From a phylogenetic perspective, the meaning of innate basic emotions is obvious: those who recognize fear in the face of another and run away may escape the bear or tiger. Tears call for comfort, disgust warns of spoiled food. This adaptive significance of basic emotions was also emphasized by emotion theorist and psychologist Robert Plutchik (1927−2006).

His theoretical model resembles a pointed cone, with eight primary emotions arranged on its lower surface like a pie chart.

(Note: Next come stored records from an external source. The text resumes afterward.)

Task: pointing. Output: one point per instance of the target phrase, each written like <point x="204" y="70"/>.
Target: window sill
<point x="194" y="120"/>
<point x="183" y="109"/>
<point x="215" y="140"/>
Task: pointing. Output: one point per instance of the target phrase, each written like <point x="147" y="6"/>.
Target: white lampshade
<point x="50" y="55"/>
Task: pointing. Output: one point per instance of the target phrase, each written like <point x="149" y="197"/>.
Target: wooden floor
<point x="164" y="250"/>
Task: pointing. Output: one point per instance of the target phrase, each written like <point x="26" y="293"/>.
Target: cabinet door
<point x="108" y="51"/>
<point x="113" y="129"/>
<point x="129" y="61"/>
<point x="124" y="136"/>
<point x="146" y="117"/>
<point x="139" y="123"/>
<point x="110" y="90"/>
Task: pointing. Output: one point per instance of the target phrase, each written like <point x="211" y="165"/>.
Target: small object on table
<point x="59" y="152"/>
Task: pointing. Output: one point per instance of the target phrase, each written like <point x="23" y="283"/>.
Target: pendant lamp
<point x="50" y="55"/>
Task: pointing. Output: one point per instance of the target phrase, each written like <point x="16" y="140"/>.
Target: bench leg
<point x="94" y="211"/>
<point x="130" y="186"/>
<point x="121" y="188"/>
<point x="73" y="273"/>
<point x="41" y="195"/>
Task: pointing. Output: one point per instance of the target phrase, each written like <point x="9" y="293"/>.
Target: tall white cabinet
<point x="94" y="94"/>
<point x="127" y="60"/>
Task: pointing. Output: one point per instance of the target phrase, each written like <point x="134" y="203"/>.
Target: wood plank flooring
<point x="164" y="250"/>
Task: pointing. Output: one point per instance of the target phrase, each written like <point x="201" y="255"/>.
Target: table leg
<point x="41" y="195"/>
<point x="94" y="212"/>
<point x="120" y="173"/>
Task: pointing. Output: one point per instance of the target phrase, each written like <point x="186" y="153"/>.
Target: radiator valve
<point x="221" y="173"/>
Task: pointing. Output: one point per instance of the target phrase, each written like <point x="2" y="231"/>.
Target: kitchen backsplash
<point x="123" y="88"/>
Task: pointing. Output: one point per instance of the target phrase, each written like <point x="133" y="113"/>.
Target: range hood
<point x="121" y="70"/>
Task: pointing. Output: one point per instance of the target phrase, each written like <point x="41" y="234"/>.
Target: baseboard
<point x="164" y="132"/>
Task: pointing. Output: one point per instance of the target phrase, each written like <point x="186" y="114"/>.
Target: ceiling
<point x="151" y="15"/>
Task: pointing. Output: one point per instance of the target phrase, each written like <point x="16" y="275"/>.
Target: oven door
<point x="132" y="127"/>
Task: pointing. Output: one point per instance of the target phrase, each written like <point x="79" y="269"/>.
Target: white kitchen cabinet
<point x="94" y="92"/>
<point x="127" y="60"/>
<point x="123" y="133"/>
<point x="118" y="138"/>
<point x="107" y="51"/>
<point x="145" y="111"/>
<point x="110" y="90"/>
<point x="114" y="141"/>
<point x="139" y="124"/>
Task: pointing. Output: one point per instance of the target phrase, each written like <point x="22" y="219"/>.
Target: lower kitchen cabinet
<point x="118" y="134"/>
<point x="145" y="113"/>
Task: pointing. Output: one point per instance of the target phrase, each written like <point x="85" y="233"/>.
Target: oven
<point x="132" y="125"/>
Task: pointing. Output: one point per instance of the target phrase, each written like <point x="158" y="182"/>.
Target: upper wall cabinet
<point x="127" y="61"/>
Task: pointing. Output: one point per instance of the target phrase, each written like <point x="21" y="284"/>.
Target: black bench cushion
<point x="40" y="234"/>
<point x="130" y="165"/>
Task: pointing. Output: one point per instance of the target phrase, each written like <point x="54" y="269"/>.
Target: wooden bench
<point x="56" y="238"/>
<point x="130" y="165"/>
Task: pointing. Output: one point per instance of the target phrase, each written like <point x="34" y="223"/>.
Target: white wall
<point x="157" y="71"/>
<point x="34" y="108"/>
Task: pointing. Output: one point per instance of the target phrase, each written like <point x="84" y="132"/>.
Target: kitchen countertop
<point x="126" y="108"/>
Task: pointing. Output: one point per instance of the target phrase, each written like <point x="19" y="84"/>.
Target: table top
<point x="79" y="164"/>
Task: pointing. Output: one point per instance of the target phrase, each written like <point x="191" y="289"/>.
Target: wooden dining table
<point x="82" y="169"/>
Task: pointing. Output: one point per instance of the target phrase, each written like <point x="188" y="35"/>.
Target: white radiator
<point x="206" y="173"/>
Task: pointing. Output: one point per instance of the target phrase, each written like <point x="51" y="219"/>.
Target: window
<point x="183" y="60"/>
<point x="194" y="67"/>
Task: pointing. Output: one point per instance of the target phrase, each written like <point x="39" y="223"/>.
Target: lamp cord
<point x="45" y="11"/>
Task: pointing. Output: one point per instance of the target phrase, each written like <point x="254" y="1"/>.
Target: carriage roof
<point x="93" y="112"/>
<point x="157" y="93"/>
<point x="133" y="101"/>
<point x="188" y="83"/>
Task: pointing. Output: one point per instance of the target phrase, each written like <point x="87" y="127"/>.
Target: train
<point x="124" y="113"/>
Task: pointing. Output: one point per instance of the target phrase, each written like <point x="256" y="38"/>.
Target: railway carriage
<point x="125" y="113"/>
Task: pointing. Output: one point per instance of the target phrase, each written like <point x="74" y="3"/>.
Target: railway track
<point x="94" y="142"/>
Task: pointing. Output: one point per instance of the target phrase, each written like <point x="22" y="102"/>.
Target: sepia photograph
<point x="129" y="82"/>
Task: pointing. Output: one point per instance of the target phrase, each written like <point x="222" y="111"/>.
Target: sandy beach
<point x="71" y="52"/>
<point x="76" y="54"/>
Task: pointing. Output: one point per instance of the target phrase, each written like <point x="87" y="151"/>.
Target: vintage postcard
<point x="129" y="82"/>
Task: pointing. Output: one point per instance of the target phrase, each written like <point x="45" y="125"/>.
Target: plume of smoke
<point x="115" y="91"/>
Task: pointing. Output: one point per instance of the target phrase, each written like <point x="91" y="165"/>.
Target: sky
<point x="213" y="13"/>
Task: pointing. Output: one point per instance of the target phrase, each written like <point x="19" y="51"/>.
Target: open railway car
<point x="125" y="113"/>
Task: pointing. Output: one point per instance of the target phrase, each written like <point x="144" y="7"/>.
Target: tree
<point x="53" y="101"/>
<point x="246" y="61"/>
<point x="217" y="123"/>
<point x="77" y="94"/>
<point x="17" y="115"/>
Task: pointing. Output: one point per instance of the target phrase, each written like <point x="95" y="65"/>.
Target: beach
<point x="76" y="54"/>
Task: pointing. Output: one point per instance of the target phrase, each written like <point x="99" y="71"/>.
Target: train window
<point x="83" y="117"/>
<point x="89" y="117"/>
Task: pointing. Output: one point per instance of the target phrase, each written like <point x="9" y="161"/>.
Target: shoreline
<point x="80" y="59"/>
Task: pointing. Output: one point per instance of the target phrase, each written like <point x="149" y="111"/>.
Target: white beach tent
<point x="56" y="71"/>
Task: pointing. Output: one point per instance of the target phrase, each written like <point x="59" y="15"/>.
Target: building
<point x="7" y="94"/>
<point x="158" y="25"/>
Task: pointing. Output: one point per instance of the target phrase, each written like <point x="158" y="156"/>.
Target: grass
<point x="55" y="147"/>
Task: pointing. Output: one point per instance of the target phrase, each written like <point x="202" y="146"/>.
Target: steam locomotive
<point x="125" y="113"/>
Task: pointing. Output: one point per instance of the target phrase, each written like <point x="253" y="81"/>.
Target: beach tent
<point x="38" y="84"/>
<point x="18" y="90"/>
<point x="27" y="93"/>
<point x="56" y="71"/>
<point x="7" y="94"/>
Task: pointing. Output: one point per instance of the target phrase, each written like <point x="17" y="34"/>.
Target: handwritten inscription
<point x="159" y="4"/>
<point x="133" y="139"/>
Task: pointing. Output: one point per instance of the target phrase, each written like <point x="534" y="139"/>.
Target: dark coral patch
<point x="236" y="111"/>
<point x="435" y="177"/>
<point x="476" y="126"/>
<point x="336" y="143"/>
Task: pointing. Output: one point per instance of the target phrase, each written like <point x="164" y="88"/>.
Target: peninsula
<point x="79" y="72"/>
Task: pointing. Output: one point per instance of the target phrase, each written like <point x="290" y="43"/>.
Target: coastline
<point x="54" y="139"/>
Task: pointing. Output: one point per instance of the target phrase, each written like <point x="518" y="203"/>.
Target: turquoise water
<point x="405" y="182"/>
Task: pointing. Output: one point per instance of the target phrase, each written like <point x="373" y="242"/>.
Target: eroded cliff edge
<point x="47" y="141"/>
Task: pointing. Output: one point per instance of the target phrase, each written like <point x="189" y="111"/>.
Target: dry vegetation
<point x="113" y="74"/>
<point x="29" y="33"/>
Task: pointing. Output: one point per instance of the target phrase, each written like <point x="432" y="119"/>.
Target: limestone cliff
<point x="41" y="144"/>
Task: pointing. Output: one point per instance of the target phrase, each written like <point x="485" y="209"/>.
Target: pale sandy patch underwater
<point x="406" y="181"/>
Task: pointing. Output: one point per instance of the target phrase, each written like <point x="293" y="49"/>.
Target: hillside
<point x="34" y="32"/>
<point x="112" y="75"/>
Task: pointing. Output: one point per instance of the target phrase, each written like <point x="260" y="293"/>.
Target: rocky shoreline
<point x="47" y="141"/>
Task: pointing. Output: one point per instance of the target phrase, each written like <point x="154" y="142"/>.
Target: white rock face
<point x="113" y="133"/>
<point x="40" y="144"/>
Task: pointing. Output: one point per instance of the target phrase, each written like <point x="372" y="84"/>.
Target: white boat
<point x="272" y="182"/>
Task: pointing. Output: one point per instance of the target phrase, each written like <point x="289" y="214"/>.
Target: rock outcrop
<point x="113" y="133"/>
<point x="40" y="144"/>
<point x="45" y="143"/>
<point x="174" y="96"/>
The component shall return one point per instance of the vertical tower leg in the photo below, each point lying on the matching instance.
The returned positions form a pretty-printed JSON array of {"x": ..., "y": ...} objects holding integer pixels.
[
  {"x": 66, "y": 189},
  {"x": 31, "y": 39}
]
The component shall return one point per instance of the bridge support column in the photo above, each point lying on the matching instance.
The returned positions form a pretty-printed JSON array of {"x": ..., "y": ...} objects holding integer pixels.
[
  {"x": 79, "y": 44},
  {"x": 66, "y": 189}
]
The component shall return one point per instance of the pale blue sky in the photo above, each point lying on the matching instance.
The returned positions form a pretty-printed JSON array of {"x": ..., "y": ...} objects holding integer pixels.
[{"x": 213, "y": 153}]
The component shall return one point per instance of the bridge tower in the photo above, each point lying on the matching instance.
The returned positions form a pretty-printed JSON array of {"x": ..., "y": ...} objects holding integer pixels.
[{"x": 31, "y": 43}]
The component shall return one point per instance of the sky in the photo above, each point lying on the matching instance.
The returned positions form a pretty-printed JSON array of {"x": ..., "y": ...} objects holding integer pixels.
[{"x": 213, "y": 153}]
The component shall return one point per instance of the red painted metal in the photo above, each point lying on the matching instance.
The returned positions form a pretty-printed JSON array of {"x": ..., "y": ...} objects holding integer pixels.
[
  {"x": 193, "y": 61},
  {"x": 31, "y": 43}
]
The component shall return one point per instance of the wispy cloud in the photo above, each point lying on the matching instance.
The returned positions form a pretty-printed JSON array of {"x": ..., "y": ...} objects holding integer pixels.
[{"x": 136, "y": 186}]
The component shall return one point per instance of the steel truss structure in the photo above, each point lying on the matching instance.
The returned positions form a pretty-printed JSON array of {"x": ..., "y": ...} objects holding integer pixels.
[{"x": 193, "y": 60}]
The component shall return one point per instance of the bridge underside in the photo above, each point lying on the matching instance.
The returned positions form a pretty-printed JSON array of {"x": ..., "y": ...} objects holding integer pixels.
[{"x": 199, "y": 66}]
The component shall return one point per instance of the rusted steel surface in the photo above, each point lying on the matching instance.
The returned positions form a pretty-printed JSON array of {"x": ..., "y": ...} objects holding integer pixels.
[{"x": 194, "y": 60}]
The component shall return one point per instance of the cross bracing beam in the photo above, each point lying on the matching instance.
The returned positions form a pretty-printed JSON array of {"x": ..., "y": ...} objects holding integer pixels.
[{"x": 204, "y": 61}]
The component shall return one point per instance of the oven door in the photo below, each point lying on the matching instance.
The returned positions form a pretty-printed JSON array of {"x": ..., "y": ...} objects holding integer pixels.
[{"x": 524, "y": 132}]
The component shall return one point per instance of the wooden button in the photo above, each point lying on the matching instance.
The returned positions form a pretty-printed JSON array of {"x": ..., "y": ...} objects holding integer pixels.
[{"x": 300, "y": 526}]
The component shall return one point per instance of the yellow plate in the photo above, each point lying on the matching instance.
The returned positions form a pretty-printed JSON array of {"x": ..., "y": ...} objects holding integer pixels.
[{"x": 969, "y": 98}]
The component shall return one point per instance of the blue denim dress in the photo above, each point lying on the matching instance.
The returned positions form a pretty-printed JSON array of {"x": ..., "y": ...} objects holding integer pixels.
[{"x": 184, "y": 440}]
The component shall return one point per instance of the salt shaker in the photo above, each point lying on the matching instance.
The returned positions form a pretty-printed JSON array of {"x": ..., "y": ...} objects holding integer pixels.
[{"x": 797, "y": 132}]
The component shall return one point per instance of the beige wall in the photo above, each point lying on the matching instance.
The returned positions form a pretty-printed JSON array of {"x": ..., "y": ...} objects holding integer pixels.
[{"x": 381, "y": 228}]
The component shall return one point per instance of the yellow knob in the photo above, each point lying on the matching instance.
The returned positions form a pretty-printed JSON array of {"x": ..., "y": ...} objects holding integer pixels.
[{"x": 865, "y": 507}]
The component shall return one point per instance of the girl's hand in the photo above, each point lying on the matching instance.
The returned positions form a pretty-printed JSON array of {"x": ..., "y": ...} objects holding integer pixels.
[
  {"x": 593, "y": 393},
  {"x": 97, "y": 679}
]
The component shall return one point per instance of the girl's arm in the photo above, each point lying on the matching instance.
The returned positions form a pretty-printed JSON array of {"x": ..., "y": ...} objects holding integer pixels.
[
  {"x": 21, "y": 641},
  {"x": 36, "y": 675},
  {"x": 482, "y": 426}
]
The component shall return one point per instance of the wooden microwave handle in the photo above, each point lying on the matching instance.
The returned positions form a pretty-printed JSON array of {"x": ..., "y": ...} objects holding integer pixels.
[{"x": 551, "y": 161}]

Towards the tip of the cone, the emotions decrease in intensity. All other feelings arise as mixtures of the basic emotions, comparable to the basic colors in a paint box. In fact, many people do not experience basic emotions in their pure form, but as a mixture of several, often contradictory, feelings at the same time.

Innate and learned

In addition, every culture has its own rules about how people show their feelings. Ekman was able to demonstrate how genetic and cultural factors interact in the expression of emotions by studying Japanese and American students. The scientist filmed the students while they watched a film about archaic circumcision rituals. When the subjects watched the film alone, they grimaced in similar horror. When the Japanese students watched the film together with the experimenter, unlike the American students, they showed little negative reaction but smiled instead. However, basic emotions cannot be completely masked: their expression in facial expressions is involuntary and partly unconscious.

People from industrialized nations, members of indigenous peoples, people born blind, and babies – they all apparently have the same basic emotions and facial expressions associated with them. Without having to learn facial expressions or emotions, they spontaneously display them in response to a few stimuli once their brains have reached a certain level of maturity. However, the question of the number of primary emotions has still not been conclusively answered. Researchers have been discussing a wide variety of emotions since the beginning of this millennium. Pride, contempt, and love are also considered possible candidates for additional basic human emotions.